When my daughter finishes her cereal, I run my fingers through her hair, working out the tangles, a morning ritual we both enjoy. She closes her eyes and leans back into her seat, cascading her hair over the back of the chair.

“Sleepy?” I ask.

“Just thinking,” she replies.

Ben joins us. I know that I can’t let another missed curfew pass without comment. I plan my attack while he heats instant oatmeal in the microwave. I let him take a few bites before charging.

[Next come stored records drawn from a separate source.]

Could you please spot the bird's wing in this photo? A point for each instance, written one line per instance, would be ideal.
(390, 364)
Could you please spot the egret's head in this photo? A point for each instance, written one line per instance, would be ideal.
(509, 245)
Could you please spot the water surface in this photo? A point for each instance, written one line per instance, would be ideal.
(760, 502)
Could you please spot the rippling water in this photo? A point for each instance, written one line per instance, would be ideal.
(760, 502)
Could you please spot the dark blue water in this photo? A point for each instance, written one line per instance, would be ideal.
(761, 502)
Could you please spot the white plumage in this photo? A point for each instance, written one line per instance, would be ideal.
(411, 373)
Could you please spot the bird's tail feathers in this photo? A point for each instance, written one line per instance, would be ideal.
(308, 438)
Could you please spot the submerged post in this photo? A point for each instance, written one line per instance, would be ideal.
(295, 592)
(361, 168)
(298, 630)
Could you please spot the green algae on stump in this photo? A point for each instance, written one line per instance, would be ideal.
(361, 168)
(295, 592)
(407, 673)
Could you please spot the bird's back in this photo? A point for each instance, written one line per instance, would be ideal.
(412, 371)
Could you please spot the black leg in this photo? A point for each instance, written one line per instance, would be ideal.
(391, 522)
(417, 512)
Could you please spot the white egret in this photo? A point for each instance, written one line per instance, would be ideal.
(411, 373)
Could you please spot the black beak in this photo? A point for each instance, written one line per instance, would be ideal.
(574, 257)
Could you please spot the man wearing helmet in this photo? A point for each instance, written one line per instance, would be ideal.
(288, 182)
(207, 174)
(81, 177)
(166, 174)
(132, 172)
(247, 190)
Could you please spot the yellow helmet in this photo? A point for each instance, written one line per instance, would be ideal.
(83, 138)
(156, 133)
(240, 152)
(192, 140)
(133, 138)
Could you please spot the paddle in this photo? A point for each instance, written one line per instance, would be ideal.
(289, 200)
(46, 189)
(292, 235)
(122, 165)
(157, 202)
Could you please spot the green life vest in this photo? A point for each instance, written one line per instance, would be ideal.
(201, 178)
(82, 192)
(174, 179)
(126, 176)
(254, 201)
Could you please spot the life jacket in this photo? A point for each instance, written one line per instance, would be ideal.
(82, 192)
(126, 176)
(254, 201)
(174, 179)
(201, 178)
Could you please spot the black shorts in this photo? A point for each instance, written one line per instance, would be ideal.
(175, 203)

“I didn’t fall asleep until after midnight. What time did you get home?”

“Way before that,” he says. “You were in the bathroom. I went straight to bed.”

I want to believe him.

Megan rolls her eyes but doesn’t challenge her brother. Even a little bit of rebellion is out of character for her, and I fear something is brewing between them.

Ben has one very loud word for his little sister, “What?”

“Nothing. Nothing at all,” she says.

Nick wanders into the dining room playing his Game Boy. He eats dry cereal out of the box so he doesn’t miss a minute of playing time. He is unaware of the tension at the table but defuses it anyway.

“We got a second gift last night,” he tells his brother. “Two bags of bows.”

“Where are they? Did you see who left them?”

Megan flashes me what I think is a disappointed look.